Microtia atresia is a rare inherited condition that causes the external auditory canal to become blocked. Unlike most congenital disabilities, there is no known cure. However, remarkable progress has been made in reconstructive surgery for this condition. In this article, we will discuss the HOXA2 mutation, genetic syndromes associated with microtia atresia, and the treatment options available for the patient.
The HOXA2 gene has several rare mutations. Two are predicted to be pathogenic and are associated with severe microtia atresia. The first mutation is highly conserved among species, whereas the second mutation is relatively conserved. The first mutation affects an amino acid within the laminin N-terminal domain. Both mutations result in severe microtia.
The HOX genes encode a group of 60 amino acid proteins that are crucial for sensorimotor circuitry. Mutations cause microtia atresia in HOXA1 or HOXA2. These proteins regulate related biological processes by binding to a 5′-flanking sequence. However, HOXA2 mutations have been linked to various cancer types, and downregulation of HOXA4 in lung cancer cells inhibits their growth and invasion.
Although the evidence that HOXA2 mutations cause Micronesia atresia is robust, further proof will come from identifying additional patients with the faulty gene and functional assays of the mutant protein’s DNA-binding activity. The researchers believe that the HOXA2 gene has a role in developing the palate.
Genetic syndromes associated with microtia atresia
There are several genetic syndromes associated with microtia atresia. Most of these syndromes have a pronounced Mendelian inheritance pattern, but some are multifactorial. No known genes cause isolated microtia, but some have been implicated in associated microtia syndromes. This review summarizes the current literature regarding microtia atresia and discusses its etiology.
In children, isolated microtia usually affects only one side of the ear and is more common in boys. This condition affects one in every 500 births, with the right ear more commonly affected. Bilateral microtia occurs in one in every ten babies. The syndrome is most common in Asian populations, with African Americans least likely to be involved. In addition, it is associated with Treacher Collins syndrome, Branchio Oto Renal Syndrome, and Nager syndrome.
Several genetic syndromes have been implicated in the etiology of microtia atresia.
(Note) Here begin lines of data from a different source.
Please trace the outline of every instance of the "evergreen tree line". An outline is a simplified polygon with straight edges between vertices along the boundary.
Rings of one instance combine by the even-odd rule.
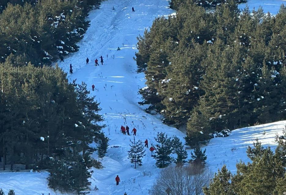
[[[138,38],[141,105],[186,126],[187,144],[215,131],[282,120],[286,113],[286,7],[275,16],[236,3],[206,11],[183,1]]]
[[[254,148],[248,147],[247,156],[252,162],[236,164],[236,174],[224,165],[207,187],[206,195],[284,195],[286,193],[286,133],[277,136],[278,146],[274,153],[256,140]]]
[[[102,1],[1,1],[0,62],[10,58],[15,66],[43,66],[76,51],[89,26],[88,12]]]
[[[69,83],[55,68],[0,66],[0,161],[48,169],[49,186],[80,194],[90,184],[91,157],[106,152],[108,139],[95,96],[84,83]],[[96,147],[91,145],[96,143]]]
[[[245,3],[247,0],[233,0],[236,3]],[[169,5],[170,9],[177,10],[181,4],[184,4],[186,0],[169,0]],[[206,8],[215,8],[224,3],[228,2],[228,0],[193,0],[193,2],[198,5]]]

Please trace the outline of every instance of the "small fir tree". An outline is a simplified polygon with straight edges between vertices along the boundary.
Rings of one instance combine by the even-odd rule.
[[[206,164],[207,156],[206,155],[206,149],[203,151],[199,147],[197,147],[194,150],[194,153],[191,152],[191,161],[195,163],[201,163],[203,165]]]
[[[231,184],[229,182],[232,175],[226,168],[225,165],[221,168],[217,173],[216,173],[212,181],[208,187],[203,188],[205,195],[231,195],[232,193]]]
[[[275,141],[278,145],[275,151],[276,158],[280,159],[284,167],[286,167],[286,126],[283,129],[282,134],[277,134]]]
[[[107,148],[109,144],[108,141],[109,139],[102,133],[101,137],[98,139],[96,144],[96,149],[97,150],[97,154],[98,155],[98,161],[99,162],[99,158],[102,158],[105,156],[105,154],[107,152]]]
[[[156,159],[156,165],[159,168],[167,167],[174,161],[170,155],[172,153],[172,141],[165,133],[158,133],[155,140],[158,144],[156,145],[156,151],[154,158]]]
[[[0,195],[5,195],[4,191],[3,191],[2,188],[0,188]]]
[[[255,140],[255,142],[253,143],[254,148],[252,148],[248,146],[246,151],[247,156],[252,161],[258,157],[261,157],[263,154],[265,149],[261,146],[261,143],[258,141],[258,139]]]
[[[131,148],[128,152],[128,158],[130,159],[130,162],[134,164],[134,167],[136,168],[136,165],[142,166],[142,158],[146,154],[144,154],[145,151],[142,141],[139,140],[136,141],[135,137],[133,139],[133,141],[130,140],[131,145],[129,145]]]
[[[188,157],[188,154],[184,148],[183,144],[177,136],[174,136],[172,141],[172,147],[173,153],[177,154],[176,163],[177,165],[183,165],[187,161],[186,159]]]

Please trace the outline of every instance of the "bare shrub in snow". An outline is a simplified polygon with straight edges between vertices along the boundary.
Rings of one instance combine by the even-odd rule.
[[[169,166],[161,171],[149,191],[151,195],[200,195],[212,174],[208,168],[192,164],[187,166]]]

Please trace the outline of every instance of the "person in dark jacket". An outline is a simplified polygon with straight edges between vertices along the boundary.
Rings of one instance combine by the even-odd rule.
[[[97,58],[95,59],[95,66],[96,66],[98,65],[99,66],[99,65],[98,64],[98,60],[97,60]]]
[[[135,129],[135,127],[134,127],[133,128],[133,129],[132,129],[132,131],[131,131],[131,133],[132,133],[132,132],[133,132],[133,135],[136,135],[136,132],[137,131],[137,130]]]
[[[146,140],[145,140],[144,143],[145,143],[145,147],[148,148],[148,140],[147,140],[147,139],[146,139]]]
[[[127,134],[128,135],[130,135],[129,134],[129,127],[127,125],[126,126],[126,130],[127,132]]]
[[[116,176],[116,177],[115,178],[115,181],[116,181],[116,185],[117,186],[119,184],[119,182],[120,182],[120,178],[119,178],[118,175]]]
[[[121,126],[121,130],[122,133],[124,135],[126,135],[126,130],[125,129],[125,127]]]
[[[100,56],[100,62],[101,62],[101,65],[103,65],[103,58],[102,55]]]

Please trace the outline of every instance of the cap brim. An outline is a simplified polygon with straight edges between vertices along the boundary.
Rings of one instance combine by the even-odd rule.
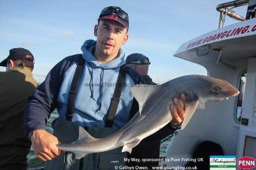
[[[120,23],[123,26],[126,27],[126,29],[128,29],[128,25],[127,23],[126,23],[124,21],[123,21],[122,20],[119,19],[118,17],[111,17],[111,15],[108,15],[108,16],[104,16],[102,17],[100,17],[98,19],[99,20],[114,20],[117,23]]]
[[[7,66],[7,59],[5,59],[0,62],[0,66],[6,67]]]

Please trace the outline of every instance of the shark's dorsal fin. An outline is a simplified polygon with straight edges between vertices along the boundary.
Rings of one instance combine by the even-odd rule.
[[[91,135],[90,135],[83,127],[79,126],[79,137],[78,141],[84,140],[84,138],[87,141],[94,141],[96,140],[95,138],[93,138]]]
[[[87,153],[83,153],[83,152],[74,152],[74,154],[75,156],[75,158],[77,159],[81,159],[84,156],[86,156]]]
[[[157,85],[149,84],[136,84],[131,87],[132,93],[139,103],[140,114],[142,114],[145,102],[157,87]]]
[[[135,138],[131,142],[124,144],[122,149],[122,152],[129,152],[130,153],[131,153],[133,148],[137,146],[139,142],[141,142],[141,141],[142,139],[140,138]]]
[[[185,104],[185,114],[184,114],[184,120],[181,123],[181,129],[183,129],[190,120],[194,113],[197,108],[199,100]]]
[[[205,108],[206,108],[206,103],[202,102],[201,100],[199,100],[197,108],[204,110]]]

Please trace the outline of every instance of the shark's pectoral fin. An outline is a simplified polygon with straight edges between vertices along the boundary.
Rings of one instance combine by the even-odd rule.
[[[133,140],[132,142],[124,144],[122,149],[122,152],[129,152],[130,153],[131,153],[133,148],[137,146],[139,142],[141,142],[141,141],[142,139],[136,138]]]
[[[132,93],[139,103],[139,114],[142,114],[142,111],[145,102],[147,101],[151,94],[158,87],[157,85],[150,84],[136,84],[130,87]]]
[[[84,157],[84,156],[86,156],[87,154],[88,154],[87,153],[83,153],[83,152],[74,152],[74,154],[75,156],[75,158],[77,159],[81,159],[82,157]]]
[[[188,122],[190,120],[194,113],[197,110],[198,106],[199,100],[187,103],[185,114],[184,114],[184,120],[181,124],[181,129],[183,129],[187,125]]]

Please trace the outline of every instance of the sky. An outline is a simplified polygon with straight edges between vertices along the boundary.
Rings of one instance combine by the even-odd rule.
[[[149,75],[164,83],[185,74],[206,74],[201,65],[174,57],[183,43],[218,29],[216,6],[227,0],[0,0],[0,60],[9,50],[23,47],[35,59],[33,74],[42,82],[66,56],[81,53],[94,39],[93,28],[105,7],[119,6],[129,14],[126,56],[140,53],[151,64]],[[235,10],[245,16],[246,7]],[[226,19],[225,26],[237,21]],[[5,68],[0,67],[0,71]]]

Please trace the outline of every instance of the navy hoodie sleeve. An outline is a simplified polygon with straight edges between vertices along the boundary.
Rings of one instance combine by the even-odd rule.
[[[24,117],[28,137],[35,130],[44,129],[50,113],[56,108],[63,74],[72,65],[78,63],[78,56],[66,57],[56,64],[50,71],[45,80],[29,97]]]

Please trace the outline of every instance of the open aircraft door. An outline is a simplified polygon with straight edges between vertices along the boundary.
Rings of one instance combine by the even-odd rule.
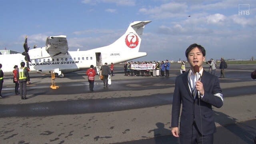
[[[102,65],[102,59],[100,52],[96,52],[95,54],[96,55],[96,69],[97,73],[99,75],[100,70]]]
In a study of 27 severe cases, 65 rare heterozygous mutations in 42 genes were identified. Among these, DCHS1 was strongly implicated in the development of microtia-atresia. In addition, several low-frequency and common variants association studies have also identified a genetic mutation in this gene. However, these results do not prove a causal association.
Frequency of consultation for microtia atresia
Microtia is a rare congenital condition in which the outer part of the ear does not develop properly during early pregnancy. This condition is a random event that cannot be attributed to the mother’s actions, genetics, or environmental factors. However, associated factors may contribute to the occurrence of microtia. Consultation for microtia is therefore essential for a variety of reasons.
The IMAW guidelines for the treatment of microtia atresia are based on the opinions of a multidisciplinary group. Therefore, they must be interpreted by practitioners using their medical judgment. Before undergoing microtia atresia surgery, patients must be monitored closely and referred for a consultation if new bone growth occurs during puberty.
Microtia atresia is typically found in boys. One ear is more commonly affected than the other. Bilateral microtia affects one in every ten children. One in 8,000 to ten children is born with microtia, and there is a high chance that the condition will be passed on in a family. Therefore, consultation frequency for microtia atresia is often higher in families where one person has the disease.
While microtia atresia can lead to many difficulties in the child’s development, the good news is that there are several treatment options available. The first and most popular option is rib cartilage reconstruction, which involves harvesting tissue from the child’s chest and using it to build an outer ear. However, this surgery is not an option for infants and children younger than eight years since the process can cause chest deformity.
Another option is canal reconstruction surgery if the atresia is not severe enough to warrant a skin flap. Porous polyethylene microtia repair may be performed in children under five years of age. However, before completing a polyethylene repair, the child must have a canal reconstruction. In addition, if the surgery is performed after the polyethylene graft has been implanted, there is a risk of infection or extrusion of the graft.